The 82-hectares (202-acre) garden plays host to a variety of wildlife. Otters frolic in the streams, while a pair of black swans graces one of the lakes. My favourite denizen, however, is the Asian water monitor. I love watching their slow, deliberate movements, and how cutely they nose around the undergrowth and dead leaves in search of insects and worms. But they can move surprisingly fast when they want to, and have been known to eat bigger animals including turtles and dead pythons (warning: graphic images).

I shot three frames of this monitor, hoping for one where its long tongue was on display. I did in fact succeed, but I prefer the photo below. The scales – and this is an odd thing to say about a photo shot with a 66-year-old lens – are almost too sharp.

The monitor is one of many reptiles in the garden.
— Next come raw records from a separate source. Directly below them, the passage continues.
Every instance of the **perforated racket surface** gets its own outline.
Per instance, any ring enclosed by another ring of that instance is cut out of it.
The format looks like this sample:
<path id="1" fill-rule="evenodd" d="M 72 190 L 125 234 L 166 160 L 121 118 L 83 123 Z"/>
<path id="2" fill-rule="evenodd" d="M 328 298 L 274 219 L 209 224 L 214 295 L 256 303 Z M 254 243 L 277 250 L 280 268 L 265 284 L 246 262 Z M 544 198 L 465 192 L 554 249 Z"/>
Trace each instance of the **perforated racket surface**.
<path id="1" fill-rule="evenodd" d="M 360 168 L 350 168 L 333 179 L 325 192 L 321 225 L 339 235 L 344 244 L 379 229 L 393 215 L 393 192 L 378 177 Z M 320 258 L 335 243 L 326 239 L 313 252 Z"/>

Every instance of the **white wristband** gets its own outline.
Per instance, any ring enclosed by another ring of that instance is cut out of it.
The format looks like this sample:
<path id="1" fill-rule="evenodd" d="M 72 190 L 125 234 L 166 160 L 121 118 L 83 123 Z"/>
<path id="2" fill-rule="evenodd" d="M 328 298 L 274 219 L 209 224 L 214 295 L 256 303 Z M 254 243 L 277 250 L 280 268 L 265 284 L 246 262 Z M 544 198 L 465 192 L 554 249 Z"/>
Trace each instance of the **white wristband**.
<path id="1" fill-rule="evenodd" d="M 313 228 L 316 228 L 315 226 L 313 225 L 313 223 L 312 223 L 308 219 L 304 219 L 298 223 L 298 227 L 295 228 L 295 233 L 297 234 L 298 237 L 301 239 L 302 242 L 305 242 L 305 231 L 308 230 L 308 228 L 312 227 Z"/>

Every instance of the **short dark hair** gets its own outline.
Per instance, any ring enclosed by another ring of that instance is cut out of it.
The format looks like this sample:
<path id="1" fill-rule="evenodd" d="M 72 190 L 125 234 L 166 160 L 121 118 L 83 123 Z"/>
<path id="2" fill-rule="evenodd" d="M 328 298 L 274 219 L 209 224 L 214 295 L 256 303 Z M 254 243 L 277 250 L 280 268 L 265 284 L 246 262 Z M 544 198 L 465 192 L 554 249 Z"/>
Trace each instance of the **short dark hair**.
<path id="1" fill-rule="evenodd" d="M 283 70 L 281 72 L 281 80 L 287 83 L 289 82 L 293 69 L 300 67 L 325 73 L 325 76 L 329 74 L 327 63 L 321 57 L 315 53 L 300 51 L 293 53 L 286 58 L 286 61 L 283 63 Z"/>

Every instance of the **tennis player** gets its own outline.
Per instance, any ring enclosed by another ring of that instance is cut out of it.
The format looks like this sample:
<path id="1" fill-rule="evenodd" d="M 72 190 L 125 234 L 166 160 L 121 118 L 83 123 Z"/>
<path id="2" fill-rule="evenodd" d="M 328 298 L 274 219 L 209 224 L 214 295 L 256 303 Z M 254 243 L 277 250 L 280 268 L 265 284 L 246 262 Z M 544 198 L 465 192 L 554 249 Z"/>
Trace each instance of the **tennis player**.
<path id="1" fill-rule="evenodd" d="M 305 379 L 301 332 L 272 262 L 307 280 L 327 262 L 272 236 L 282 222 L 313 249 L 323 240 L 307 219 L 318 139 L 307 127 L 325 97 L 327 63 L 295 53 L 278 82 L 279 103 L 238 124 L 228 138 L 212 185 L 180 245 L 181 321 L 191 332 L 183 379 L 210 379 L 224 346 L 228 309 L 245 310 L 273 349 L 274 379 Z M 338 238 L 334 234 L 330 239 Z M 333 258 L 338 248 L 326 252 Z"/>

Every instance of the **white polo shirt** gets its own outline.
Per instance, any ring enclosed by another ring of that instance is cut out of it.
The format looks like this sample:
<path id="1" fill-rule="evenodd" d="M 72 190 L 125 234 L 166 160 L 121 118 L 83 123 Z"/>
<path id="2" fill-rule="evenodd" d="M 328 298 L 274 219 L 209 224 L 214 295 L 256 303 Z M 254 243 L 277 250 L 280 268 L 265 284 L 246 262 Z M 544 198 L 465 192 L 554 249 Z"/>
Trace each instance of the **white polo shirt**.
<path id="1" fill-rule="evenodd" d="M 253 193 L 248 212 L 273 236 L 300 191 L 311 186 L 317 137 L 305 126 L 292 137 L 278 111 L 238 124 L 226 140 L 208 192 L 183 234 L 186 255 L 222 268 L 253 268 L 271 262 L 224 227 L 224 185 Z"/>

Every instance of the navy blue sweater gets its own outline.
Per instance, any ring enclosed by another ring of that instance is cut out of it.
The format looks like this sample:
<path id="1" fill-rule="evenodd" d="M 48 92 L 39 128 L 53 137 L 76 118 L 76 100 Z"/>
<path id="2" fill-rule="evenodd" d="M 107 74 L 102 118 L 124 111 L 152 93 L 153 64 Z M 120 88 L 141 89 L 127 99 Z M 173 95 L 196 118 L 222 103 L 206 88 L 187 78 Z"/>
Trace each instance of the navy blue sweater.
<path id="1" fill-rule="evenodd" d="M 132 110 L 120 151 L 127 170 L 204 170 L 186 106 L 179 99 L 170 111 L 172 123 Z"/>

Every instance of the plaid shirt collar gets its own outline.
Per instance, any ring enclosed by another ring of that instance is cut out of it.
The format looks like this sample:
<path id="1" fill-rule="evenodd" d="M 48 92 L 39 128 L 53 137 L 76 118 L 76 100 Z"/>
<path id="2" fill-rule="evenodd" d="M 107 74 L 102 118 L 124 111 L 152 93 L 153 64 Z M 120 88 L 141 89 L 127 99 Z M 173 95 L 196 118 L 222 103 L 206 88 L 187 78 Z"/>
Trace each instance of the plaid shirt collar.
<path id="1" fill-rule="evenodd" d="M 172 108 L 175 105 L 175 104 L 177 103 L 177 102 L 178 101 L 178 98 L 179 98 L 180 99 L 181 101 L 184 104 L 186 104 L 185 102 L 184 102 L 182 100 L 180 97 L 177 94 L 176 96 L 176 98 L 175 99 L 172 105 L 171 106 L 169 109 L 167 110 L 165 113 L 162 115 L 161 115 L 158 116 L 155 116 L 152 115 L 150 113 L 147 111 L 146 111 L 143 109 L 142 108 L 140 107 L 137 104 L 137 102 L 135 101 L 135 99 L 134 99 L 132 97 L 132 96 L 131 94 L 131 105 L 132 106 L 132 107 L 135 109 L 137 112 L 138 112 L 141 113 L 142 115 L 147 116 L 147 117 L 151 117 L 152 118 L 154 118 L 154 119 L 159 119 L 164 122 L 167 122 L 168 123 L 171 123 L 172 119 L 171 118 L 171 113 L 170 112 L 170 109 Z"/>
Red-eared terrapins live in the streams and lakes, sunning themselves on rocks or just swimming around. Sadly their characteristic red markings are lost on B&W film.

Double-X – Kodak Eastman Double-X 5222, to give its full name – is motion-picture film, used in iconic movies including Raging Bull and Schindler’s List. It’s sold under different names, and by various retailers such as Foto-R3 (Spain), Analogue Wonderland (UK) and Film Photography Project (US). This particular roll was a gift from my friend Nanda, who buys it in bulk and hand-rolls the film. I rate Double-X at ISO 250, and develop it in Ilford ID-11 (1+1) for 10 mins at 20°C.

The last photo, with the Voigtländer 28mm, is probably my favourite of the set. I underexposed the leaves, wanting a dark, relatively low-contrast backdrop, while retaining some highlight detail on the white Anthurium flowers. I was pleased to see that it turned out very close to what I had visualised (when it works, this delayed gratification is one of the best things about film photography). What you see here are DSLR scans from negatives, but this photo is one which I’ll definitely be printing in darkroom.

I hope you enjoyed my little tour of the Singapore Botanic Gardens. I feel fortunate that I get to walk through the garden almost every day, and I’ve tried to convey, through these images, some sense of what it is like. If I am in a new city and it has a botanic garden, I always try to visit, so let me know if you have a personal favourite; I’ll put it on my list.